C’est donc Paneloux lui-même qui a changé au contact de la réalité et de la vérité. L’église n’est pleine cette fois-ci qu’aux trois quarts, avec seulement des hommes. Paneloux ne dit plus «vous», comme dans le premier sermon, mais non. C’est un temps de prophéties, mais de prophéties heureuses en quelque sorte, car tout le monde espère la fin de l’épidémie, tout le monde espère atteindre la lumière au bout du tunnel, comme on dit aujourd’hui à propos du coronavirus.
«Camus n’a cessé de répéter qu’il n’était pas philosophe, mais qu’il voulait exprimer le sentiment intérieur de l’absurde»
Le thème central du deuxième sermon était la question du bénéfice que nous pouvions tirer de la souffrance d’un enfant. «Certes, la souffrance d’un enfant était humiliante pour l’esprit et le cœur. Mais c’est pourquoi il fallait y entrer. Mais c’est pourquoi, et Paneloux assura son auditoire que ce qu’il allait dire n’était pas facile à dire, il fallait la vouloir parce que Dieu la voulait» (185). La souffrance de l’enfant, comme la peste elle-même, est inacceptable, mais finalement nécessaire: «La souffrance des enfants était notre pain amer, mais sans ce pain, notre âme périrait de sa faim spirituelle» (ibid.).

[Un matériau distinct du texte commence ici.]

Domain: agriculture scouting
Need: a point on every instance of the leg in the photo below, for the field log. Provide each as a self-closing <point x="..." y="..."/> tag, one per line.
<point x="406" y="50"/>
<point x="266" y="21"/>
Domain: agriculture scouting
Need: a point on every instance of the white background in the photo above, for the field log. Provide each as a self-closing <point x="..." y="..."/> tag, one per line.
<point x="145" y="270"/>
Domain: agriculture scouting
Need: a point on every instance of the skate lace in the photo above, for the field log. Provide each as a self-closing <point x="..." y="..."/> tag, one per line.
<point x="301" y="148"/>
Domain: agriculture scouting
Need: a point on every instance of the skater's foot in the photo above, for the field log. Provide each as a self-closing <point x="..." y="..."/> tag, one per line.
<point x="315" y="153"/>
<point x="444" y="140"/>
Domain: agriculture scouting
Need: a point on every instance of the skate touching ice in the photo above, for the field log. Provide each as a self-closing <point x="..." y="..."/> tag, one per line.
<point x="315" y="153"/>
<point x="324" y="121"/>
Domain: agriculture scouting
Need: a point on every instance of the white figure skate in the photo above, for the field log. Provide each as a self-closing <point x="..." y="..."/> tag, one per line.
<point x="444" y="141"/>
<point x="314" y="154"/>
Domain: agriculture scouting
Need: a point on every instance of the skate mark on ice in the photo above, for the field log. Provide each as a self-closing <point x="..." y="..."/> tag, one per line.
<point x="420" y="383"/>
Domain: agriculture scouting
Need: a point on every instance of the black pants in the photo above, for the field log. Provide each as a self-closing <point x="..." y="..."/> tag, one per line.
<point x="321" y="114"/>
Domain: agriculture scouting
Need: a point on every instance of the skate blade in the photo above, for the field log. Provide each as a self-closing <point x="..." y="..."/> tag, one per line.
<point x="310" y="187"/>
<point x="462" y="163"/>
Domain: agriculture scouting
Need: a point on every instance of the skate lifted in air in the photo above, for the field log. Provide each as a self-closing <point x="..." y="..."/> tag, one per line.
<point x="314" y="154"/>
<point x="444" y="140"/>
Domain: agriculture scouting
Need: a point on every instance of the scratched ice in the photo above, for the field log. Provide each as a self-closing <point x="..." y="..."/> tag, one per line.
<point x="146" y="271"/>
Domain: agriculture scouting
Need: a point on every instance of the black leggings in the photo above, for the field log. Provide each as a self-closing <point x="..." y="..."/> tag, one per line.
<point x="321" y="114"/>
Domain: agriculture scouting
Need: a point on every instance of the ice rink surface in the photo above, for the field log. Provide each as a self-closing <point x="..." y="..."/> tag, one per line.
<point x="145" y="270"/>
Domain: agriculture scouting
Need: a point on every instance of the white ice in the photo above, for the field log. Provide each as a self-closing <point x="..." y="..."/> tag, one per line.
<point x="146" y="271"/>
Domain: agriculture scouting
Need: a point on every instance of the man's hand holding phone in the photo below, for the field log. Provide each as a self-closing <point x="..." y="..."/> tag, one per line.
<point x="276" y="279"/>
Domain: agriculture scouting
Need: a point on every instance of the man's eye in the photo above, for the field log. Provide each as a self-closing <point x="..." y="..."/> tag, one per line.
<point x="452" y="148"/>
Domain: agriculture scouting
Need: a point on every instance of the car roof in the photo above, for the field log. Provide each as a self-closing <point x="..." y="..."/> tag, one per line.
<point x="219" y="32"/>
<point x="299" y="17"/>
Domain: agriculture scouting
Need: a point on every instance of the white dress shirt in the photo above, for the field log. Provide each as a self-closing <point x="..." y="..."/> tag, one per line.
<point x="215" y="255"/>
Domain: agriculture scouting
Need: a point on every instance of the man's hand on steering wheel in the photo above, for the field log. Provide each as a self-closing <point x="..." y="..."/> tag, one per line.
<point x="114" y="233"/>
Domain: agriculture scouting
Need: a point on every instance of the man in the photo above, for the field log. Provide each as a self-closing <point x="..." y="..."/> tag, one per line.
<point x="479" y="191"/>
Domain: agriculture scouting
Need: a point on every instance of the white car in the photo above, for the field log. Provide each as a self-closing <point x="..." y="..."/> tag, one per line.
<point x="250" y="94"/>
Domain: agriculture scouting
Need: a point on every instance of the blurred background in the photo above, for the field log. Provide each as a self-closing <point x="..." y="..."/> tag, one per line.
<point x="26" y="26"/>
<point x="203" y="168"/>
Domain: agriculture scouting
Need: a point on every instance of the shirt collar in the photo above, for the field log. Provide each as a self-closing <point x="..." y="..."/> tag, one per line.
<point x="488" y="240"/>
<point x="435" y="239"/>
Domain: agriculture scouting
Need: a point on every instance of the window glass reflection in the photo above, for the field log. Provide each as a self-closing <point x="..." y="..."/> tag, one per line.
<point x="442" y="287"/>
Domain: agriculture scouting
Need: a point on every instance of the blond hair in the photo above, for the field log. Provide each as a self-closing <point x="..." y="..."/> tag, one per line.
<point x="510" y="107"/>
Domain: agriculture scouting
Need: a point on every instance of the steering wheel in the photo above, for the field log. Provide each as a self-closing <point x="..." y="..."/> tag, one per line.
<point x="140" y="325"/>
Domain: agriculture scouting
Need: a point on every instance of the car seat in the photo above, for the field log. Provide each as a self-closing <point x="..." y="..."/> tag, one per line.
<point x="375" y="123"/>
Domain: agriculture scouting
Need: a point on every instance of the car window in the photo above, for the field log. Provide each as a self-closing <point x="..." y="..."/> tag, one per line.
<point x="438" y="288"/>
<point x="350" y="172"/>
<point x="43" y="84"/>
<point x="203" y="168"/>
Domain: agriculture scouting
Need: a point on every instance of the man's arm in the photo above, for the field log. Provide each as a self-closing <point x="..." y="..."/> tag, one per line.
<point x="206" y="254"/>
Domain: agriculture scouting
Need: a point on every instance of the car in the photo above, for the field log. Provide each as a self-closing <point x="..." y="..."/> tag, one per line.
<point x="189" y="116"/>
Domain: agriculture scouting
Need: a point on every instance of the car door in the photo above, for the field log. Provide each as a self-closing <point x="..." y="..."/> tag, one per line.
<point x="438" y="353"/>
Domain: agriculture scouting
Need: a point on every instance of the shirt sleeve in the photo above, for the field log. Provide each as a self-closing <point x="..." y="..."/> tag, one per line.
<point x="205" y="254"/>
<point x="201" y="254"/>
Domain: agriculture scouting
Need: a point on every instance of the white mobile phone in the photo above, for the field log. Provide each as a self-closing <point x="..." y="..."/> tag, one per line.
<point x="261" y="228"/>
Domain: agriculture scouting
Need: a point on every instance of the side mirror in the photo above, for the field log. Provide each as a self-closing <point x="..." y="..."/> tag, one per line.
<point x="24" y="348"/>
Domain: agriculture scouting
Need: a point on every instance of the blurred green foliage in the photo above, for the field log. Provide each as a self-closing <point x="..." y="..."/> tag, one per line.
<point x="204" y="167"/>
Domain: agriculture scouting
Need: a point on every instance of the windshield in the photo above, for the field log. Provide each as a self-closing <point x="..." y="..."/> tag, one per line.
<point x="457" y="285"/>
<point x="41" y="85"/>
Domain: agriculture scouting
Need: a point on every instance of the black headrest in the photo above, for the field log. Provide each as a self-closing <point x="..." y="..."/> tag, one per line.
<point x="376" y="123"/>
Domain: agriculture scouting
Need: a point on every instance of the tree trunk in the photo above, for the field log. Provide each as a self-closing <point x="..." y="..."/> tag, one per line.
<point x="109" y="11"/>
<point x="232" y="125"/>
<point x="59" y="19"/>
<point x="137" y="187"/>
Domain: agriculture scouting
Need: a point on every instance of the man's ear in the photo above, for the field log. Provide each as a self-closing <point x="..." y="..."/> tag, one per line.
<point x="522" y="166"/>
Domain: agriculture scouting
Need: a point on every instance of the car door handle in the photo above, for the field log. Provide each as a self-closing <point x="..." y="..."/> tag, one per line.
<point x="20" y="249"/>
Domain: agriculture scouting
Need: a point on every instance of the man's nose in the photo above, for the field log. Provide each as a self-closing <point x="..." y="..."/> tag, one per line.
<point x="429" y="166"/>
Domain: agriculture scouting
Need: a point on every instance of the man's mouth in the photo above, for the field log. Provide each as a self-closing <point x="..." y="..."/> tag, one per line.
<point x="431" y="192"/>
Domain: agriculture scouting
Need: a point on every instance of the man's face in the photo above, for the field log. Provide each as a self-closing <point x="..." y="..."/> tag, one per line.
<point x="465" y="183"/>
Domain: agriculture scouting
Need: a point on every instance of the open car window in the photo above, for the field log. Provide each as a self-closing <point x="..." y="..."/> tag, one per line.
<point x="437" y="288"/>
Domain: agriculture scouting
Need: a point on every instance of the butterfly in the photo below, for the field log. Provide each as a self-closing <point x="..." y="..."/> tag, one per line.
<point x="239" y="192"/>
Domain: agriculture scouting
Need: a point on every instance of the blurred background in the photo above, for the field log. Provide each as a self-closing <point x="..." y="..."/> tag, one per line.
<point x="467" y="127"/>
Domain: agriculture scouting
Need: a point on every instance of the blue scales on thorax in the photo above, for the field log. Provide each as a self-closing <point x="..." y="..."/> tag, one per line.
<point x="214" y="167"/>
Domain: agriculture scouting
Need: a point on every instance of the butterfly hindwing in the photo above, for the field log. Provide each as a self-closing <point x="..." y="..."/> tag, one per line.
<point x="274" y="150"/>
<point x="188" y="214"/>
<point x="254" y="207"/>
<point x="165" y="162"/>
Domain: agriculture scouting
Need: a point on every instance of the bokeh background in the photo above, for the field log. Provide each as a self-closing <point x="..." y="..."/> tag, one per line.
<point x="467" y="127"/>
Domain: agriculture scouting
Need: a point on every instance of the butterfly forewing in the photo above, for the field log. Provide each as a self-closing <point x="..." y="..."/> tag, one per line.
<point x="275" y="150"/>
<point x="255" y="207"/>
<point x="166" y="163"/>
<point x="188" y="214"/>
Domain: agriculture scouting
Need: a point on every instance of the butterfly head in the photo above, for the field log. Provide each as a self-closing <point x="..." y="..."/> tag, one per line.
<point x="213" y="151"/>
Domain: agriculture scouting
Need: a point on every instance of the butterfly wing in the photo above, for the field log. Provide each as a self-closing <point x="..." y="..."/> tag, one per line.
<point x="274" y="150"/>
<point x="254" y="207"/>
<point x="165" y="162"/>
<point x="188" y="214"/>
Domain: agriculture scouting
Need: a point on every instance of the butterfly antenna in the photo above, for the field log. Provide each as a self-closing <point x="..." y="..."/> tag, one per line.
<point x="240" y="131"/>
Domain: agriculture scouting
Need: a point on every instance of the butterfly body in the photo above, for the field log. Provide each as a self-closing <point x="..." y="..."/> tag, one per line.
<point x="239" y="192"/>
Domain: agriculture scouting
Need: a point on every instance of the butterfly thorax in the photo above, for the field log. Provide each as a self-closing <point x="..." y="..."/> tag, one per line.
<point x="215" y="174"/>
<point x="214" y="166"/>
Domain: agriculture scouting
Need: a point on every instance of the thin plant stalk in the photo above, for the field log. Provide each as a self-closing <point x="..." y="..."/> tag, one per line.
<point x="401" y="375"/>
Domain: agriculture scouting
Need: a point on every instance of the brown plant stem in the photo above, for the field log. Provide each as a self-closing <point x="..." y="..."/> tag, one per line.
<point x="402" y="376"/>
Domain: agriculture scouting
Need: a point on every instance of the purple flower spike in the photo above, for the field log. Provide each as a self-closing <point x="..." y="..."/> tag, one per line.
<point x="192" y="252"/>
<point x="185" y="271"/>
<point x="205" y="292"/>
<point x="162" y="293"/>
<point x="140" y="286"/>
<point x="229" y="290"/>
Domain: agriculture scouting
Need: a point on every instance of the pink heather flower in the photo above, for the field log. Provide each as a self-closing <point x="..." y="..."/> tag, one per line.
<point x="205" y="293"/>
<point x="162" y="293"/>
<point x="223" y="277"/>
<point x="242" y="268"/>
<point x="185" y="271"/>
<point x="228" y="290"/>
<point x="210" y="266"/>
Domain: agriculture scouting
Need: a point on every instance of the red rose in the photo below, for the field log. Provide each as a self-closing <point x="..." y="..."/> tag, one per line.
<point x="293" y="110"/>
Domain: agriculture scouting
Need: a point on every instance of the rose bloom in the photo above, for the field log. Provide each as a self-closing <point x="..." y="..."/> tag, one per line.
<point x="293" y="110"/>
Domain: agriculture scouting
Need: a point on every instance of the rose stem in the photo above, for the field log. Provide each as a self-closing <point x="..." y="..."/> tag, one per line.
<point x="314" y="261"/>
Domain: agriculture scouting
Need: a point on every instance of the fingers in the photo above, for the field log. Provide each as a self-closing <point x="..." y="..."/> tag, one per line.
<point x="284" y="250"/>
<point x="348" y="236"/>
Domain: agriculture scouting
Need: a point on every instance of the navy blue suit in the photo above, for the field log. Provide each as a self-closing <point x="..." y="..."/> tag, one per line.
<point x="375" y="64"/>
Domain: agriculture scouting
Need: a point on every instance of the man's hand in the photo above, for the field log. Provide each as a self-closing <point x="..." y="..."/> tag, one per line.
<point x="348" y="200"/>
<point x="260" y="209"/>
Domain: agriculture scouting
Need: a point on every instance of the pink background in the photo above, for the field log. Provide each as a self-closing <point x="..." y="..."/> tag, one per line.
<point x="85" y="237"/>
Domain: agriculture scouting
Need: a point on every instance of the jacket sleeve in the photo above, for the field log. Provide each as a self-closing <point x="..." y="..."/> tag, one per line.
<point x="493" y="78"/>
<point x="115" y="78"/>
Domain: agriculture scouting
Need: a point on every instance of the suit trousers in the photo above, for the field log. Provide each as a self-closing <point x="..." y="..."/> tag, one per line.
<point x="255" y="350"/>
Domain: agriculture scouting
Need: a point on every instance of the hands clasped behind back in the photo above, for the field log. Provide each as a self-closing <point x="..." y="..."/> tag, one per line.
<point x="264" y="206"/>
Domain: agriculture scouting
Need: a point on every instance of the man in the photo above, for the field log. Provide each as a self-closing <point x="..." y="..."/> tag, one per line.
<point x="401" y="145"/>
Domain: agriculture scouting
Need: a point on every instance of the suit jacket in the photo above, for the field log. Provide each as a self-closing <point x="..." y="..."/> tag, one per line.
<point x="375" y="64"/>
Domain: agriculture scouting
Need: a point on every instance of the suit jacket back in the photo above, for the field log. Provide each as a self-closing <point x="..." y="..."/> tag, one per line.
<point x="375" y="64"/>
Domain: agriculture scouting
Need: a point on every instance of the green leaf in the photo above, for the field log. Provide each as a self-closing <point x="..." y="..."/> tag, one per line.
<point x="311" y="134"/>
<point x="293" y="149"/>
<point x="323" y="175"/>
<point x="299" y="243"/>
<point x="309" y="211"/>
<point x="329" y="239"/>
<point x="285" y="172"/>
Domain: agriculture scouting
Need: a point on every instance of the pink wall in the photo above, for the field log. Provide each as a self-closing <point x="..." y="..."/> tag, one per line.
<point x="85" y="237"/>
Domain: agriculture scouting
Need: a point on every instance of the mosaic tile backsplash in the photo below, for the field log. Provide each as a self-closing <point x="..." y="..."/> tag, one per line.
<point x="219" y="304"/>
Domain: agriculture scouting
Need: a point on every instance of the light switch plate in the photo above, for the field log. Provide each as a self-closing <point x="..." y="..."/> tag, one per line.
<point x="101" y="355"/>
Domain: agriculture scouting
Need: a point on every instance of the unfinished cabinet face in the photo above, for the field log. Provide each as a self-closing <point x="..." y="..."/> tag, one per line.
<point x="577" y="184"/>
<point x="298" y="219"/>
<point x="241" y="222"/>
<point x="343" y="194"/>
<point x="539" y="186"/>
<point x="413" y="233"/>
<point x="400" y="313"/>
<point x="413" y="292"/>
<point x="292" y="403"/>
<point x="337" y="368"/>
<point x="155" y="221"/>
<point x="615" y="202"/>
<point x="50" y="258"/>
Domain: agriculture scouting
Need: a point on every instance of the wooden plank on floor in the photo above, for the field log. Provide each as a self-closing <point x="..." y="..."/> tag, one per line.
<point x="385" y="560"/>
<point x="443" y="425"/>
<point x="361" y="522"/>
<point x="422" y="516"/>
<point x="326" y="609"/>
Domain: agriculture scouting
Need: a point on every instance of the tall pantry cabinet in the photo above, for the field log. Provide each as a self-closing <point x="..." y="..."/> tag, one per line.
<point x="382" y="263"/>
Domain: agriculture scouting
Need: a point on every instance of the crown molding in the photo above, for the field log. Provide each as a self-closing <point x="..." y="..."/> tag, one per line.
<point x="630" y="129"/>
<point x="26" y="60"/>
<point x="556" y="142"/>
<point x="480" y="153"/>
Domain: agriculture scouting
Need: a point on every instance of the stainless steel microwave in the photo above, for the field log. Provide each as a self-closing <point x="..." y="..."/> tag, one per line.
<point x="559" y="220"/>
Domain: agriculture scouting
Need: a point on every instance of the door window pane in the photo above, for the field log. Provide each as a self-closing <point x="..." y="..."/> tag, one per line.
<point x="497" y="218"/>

On le voit: la théologie du Père Paneloux, si elle a le mérite d’affronter la réalité de la tragédie et de l’inacceptable, trouve sa porte de sortie dans une théodicée insupportable et dans une justification métaphysique inhumaine. Camus n’a cessé de répéter qu’il n’était pas philosophe, mais qu’il voulait exprimer le sentiment intérieur de l’absurde. Le Père Paneloux, qui va sitôt mourir dès la fin du chapitre, reste pour le Dr Rieux et pour le lecteur de La Peste une énigme bouleversante et une source de scandale philosophique. Une métaphysique terrestre pourrait peut-être, comme paradoxale théologie de la croix, regarder en face l’intolérable souffrance de l’enfant malade de la peste. Mais elle refusera de trouver en Dieu une justification quelconque de pareille tragédie, comme métaphysique macabre à la manière de Paneloux. Tant il est vrai qu’à Golgotha, Dieu compatit, tel l’homme révolté, à la mort atroce du Fils.